T = the set of transitions

{T1 (control unit), T2 (detect attack), T3 (free attack), T4 (show1), T5 (integrity verifier), T6 (check content integrity), T7 (show2), T8 (response hash), T9 (restore content)}

A = the set of arcs

{A1 (request- control unit), A2 (acl- control unit), A3 (control unit- firewall buffer), A4 (firewall buffer- detect attack), A5 (firewall buffer- free attack), A6 (detect attack- attack), A7 (free attack- free), A8 (free- show1), A9 (show1- out1), A10 (attack- integrity identifier), A11 (integrity identifier- block attack), A12 (integrity identifier- current page), A13 (current page- check content integrity), A14 (backup page- check content integrity), A15 (check content integrity- buffer), A16 (buffer- show2), A17 (show2- out2), A18 (bufferresponse hash), A19 (hash page- response hash), A20

(response hash- recover page), A21 (recover page- restore content), A22 (restore content- out3)}

N = the set of node functions

{N1 (A1) ∪ (A3), N2 (A2) ∪ (A3), N3 (A4) ∪ (A6), N4 (A5) ∪ (A7), N5 (A8) ∪ (A9), N6 (A10) ∪ (A11), N7 (A10) ∪ (A12), N8 (A13) ∪ (A15), N9 (A14) ∪ (A15), N10 (A16) ∪ (A17), N11 (A18) ∪ (A20), N12 (A19) ∪ (A20), N13 (A21) ∪ (A22)}

C = the set of color functions

{Color mac = integer; Color ip = integer; Color state = Boolean; Color acl = product ip * ip * state; Color S = string; Color con = with A | B; Color request = product mac * mac * ip * ip * con; Color buffer1 = product mac * mac * ip * ip * con * state; Color free = product mac * mac * ip * ip * con; Color out1 = con; Color attack = product S * con; Color block = S; Color current = con; Color backup = product con * state; Color buffer2 = product con * state; Color out2 = con; Color hash = con; Color recover = product con * con; Color out3= con;}

Variables =

• {V1 (src, dest: mac); V2 (src_ip, dest_ip, acl_scr, acl_dest: ip); V3 (n1, n2, n3: con); V4 (state1, state2: state);}

Constant = {“block”}

G = it maps each transition (t ∈ T) to a guard expression g

• {g1 (acl_src = src_ip andalso acl_dest = dest_ip), g2 (state1= ‘false’), g3 (state1 = ‘true’), g4 (null), g5 (null), g6 (n1 = n2), g7 (state2 = ‘true’), g8 (state2 = ‘false’), g9 (n2 <> n3)}

E = it maps each arc (a ∈ A) into the expression e

{e1 (src, dest, src_ip, dest_ip, n1), e2 (acl_src, acl_dest, state1), e3 (src, dest, src_ip, dest_ip, n1, state1), e4 (src, dest, src_ip, dest_ip, n1, state1), e5 (src, dest, src_ip, dest_ip, n1, state1), e6 (“Block”, n1), e7 (src, dest, src_ip, dest_ip, n1, state1), e8 (src, dest, src_ip, dest_ip, n1, state1), e9 (n1), e10 (“Block”, n1), e11 (“Block”), e12 (n1), e13 (1`n1), e14 (n2, state2), e15 (n2, state2), e16 (n2, state2), e17 (n2), e18 (n2, state2), e19 (1`n3), e20 (n2, n3), e21 (n2, n3), e22 (n3)}

I = the set of an initialization functions

{I1 (P1, P2, P3, P5, P6), I2 (P1, P2, P3, P4, P7), I3 (P1, P2, P3, P4, P8, P9, P10, P11), I4 (P1, P2, P3, P4, P8, P9, P10, P12, P13, P14)}

• V. Conclusions

The results shown propose a new model to verify web content integrity by using CPNs simulation.

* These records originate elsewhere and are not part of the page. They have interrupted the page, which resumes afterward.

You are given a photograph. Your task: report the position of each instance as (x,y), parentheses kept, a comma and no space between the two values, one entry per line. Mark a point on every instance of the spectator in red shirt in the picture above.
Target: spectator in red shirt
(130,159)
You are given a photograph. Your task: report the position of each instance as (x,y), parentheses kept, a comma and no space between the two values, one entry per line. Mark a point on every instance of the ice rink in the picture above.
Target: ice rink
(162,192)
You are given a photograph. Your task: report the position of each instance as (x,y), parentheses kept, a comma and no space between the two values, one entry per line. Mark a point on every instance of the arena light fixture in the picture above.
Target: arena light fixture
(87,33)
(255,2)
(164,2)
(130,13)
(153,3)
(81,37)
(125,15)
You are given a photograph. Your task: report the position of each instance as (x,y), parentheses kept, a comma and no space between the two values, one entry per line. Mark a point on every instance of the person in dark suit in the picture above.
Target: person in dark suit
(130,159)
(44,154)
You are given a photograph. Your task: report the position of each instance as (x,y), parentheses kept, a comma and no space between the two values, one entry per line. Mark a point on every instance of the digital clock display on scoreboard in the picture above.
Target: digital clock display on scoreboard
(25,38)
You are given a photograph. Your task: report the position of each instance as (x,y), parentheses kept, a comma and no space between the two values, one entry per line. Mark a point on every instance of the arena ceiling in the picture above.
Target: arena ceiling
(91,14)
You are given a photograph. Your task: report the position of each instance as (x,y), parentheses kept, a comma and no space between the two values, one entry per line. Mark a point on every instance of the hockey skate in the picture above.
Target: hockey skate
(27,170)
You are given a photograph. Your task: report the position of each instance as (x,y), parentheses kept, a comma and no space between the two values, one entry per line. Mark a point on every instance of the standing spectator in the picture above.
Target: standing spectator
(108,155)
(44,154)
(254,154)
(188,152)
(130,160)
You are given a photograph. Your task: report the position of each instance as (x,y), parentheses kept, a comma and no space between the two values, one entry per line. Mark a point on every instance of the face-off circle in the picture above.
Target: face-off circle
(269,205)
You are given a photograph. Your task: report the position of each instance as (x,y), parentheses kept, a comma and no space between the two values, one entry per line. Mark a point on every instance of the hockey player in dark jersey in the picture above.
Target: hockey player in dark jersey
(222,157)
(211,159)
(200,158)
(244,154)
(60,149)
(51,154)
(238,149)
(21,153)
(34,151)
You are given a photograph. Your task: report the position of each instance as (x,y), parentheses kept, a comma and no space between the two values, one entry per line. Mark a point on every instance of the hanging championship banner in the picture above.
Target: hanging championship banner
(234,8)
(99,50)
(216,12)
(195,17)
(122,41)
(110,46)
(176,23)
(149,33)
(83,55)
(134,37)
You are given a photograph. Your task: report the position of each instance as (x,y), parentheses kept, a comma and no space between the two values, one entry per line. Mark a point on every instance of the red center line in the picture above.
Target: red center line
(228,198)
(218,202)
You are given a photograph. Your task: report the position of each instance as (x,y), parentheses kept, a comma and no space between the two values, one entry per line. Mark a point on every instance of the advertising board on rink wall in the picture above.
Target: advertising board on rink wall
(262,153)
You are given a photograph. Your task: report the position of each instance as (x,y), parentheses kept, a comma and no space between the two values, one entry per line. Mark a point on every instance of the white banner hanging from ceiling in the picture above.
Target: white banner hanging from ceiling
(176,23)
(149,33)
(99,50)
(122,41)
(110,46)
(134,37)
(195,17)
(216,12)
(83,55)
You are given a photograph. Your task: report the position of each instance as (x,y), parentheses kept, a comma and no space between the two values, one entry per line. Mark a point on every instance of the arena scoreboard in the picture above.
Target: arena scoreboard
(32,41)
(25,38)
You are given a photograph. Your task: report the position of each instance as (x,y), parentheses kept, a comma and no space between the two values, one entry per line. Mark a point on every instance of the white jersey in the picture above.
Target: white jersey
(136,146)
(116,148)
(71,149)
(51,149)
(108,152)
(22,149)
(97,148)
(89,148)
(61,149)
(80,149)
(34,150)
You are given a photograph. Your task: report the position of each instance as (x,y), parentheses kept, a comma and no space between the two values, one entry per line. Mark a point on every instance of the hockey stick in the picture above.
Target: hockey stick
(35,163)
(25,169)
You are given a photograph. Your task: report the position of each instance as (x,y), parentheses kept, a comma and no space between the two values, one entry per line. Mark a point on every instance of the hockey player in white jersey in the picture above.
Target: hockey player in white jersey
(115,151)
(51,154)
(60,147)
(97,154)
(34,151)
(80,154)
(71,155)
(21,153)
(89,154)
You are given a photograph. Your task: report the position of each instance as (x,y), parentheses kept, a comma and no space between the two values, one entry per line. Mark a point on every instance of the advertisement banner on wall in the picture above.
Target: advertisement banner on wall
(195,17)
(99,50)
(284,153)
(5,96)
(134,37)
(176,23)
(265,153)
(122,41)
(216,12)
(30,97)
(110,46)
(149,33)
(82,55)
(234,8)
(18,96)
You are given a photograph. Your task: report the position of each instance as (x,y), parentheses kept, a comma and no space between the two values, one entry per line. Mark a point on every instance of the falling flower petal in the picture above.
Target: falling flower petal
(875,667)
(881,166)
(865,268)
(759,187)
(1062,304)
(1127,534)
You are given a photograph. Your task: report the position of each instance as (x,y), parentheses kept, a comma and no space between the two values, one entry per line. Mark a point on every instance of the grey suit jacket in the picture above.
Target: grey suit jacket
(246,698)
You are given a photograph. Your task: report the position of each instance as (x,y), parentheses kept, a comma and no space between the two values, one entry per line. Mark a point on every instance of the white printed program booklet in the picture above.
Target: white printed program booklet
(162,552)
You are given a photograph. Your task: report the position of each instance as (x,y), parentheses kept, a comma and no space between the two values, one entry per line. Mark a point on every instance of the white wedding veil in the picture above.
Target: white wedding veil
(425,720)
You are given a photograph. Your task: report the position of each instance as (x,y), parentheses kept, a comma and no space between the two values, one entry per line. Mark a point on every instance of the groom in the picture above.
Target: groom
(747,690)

The goal of this model not only supports maintaining integrity of data, but also ensures that the web content is secure. The model achieves two aims: detection tampering and recovery of web content. Furthermore, the model uses firewall filtering to detect malicious attacks. Finally, when the model detects abnormal behavior, it then sends two actions at the same time; blocking the malicious attack and checking the web content integrity.